Page MenuHomePhabricator

Client recentchanges entries sometimes don't have their wb_changes.change_id reference set
Open, LowPublic

Description

Apparently some (but not all) recentchanges rows which we inject into wikibase clients don't have their "id" (referring to wb_changes.change_id on the repo) set:

wikiadmin@10.64.32.115(enwiki)> SELECT rc_params FROM recentchanges WHERE rc_id = 1245837094 LIMIT 1\G
*************************** 1. row ***************************
rc_params: a:1:{s:20:"wikibase-repo-change";a:14:{s:2:"id";N;s:9:"object_id";s:8:"Q5538841";s:4:"type";s:20:"wikibase-item~update";s:11:"revision_id";s:10:"1147155130";s:7:"user_id";s:5:"95338";s:4:"time";s:14:"20200331142533";s:11:"entity_type";s:4:"item";s:7:"page_id";i:5299020;s:9:"parent_id";i:1034014476;s:7:"comment";s:120:"/* wbsetreference-add:2| */ [[Property:P7859]]: lccn-n87895055, [[:toollabs:quickstatements/#/batch/25615|batch #25615]]";s:6:"rev_id";i:1147155130;s:9:"user_text";s:16:"Vladimir Alexiev";s:15:"central_user_id";i:15868969;s:3:"bot";i:0;}}
1 row in set (0.00 sec)
php > print_r(unserialize('a:1:{s:20:"wikibase-repo-change";a:14:{s:2:"id";N;s:9:"object_id";s:8:"Q5538841";s:4:"type";s:20:"wikibase-item~update";s:11:"revision_id";s:10:"1147155130";s:7:"user_id";s:5:"95338";s:4:"time";s:14:"20200331142533";s:11:"entity_type";s:4:"item";s:7:"page_id";i:5299020;s:9:"parent_id";i:1034014476;s:7:"comment";s:120:"/* wbsetreference-add:2| */ [[Property:P7859]]: lccn-n87895055, [[:toollabs:quickstatements/#/batch/25615|batch #25615]]";s:6:"rev_id";i:1147155130;s:9:"user_text";s:16:"Vladimir Alexiev";s:15:"central_user_id";i:15868969;s:3:"bot";i:0;}}'));
Array
(
    [wikibase-repo-change] => Array
        (
            [id] => 
            [object_id] => Q5538841
            [type] => wikibase-item~update
            [revision_id] => 1147155130
            [user_id] => 95338
            [time] => 20200331142533
            [entity_type] => item
            [page_id] => 5299020
            [parent_id] => 1034014476
            [comment] => /* wbsetreference-add:2| */ [[Property:P7859]]: lccn-n87895055, [[:toollabs:quickstatements/#/batch/25615|batch #25615]]
            [rev_id] => 1147155130
            [user_text] => Vladimir Alexiev
            [central_user_id] => 15868969
            [bot] => 0
        )

)

AFAICT we don't use this information anywhere, so one course of action could be to simply remove the reference.

Event Timeline

This could happen when an insert to wb_changes fails?
Not sure how much this is worth digging into or even trying to remove?
How hard do you think it would be to remove? I guess this would only be removal of the id from the data stored in the recentchanges row?

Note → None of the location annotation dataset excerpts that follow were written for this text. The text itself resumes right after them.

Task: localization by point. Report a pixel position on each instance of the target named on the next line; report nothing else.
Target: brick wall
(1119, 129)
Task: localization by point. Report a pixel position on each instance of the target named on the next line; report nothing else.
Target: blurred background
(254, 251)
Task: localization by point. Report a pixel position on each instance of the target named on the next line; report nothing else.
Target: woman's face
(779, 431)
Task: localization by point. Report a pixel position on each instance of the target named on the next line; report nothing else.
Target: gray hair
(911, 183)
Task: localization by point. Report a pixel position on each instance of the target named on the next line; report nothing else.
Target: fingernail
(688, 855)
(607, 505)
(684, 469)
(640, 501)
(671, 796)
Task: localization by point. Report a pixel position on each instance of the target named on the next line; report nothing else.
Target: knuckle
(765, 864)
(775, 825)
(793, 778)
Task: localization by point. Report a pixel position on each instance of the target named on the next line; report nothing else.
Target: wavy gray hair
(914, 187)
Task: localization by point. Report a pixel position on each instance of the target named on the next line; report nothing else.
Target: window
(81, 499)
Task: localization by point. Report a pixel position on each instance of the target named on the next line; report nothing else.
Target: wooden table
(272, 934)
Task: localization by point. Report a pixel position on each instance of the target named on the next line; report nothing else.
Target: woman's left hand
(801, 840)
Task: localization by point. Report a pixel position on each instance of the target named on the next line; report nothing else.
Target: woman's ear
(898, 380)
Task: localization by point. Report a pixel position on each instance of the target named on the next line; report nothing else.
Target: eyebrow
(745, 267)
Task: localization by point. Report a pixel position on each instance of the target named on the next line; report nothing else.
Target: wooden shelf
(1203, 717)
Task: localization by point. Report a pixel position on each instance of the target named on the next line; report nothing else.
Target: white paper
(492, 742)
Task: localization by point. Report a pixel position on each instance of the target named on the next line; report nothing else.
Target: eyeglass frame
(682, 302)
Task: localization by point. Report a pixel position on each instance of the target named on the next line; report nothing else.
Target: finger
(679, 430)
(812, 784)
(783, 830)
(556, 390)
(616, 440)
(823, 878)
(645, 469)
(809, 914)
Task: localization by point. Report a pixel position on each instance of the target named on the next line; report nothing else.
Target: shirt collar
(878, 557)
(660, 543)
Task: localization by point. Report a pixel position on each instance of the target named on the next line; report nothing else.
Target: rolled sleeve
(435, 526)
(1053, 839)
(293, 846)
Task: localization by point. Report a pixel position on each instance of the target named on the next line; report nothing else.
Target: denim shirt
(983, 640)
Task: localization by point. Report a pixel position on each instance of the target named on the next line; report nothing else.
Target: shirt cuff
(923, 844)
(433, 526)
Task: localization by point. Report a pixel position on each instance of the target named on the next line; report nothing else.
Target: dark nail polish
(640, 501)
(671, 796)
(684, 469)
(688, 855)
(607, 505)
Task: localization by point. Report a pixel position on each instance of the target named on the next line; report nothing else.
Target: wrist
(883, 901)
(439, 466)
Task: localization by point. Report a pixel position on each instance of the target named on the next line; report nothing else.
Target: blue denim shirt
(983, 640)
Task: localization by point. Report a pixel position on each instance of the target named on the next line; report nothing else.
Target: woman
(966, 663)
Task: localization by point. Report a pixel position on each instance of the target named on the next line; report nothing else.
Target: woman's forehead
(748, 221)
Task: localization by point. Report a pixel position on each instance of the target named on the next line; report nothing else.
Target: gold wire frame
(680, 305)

This could happen when an insert to wb_changes fails?

No idea, but that might be the cause. No idea if this is even happening still.

Not sure how much this is worth digging into or even trying to remove?

Not much IMO… but then again, having this around in a broken state could cause trouble later on (eg. if something starts using that field).

How hard do you think it would be to remove? I guess this would only be removal of the id from the data stored in the recentchanges row?

Trivial, but we need to make sure that nothing reads from this again (the ticket is ~1y old by now).

Quickly looking through https://codesearch.wmcloud.org/search/?q=change_id&i=nope&files=&excludeFiles=&repos= I don't see any usages of this from the recent changes side of things.

And seemingly this does still happen quite a bit

image.png (1×835 px, 164 KB)

mysql:research@dbstore1003.eqiad.wmnet [enwiki]> select (rc_params LIKE "%s:2:\"id\";N%") as nullId, COUNT(*) from recentchanges where rc_source = "wb" GROUP BY nullId limit 1
0;
+--------+----------+
| nullId | COUNT(*) |
+--------+----------+
|      0 |  1080833 |
|      1 |   177750 |
+--------+----------+
2 rows in set (6.029 sec)

So 14% of recent changes on enwiki don't have this field.

@hoo could you give the codesearch a once over to see if you see any usages?
If not I'd say lets remove it to avoid any accidently usages etc and trim the data a bit?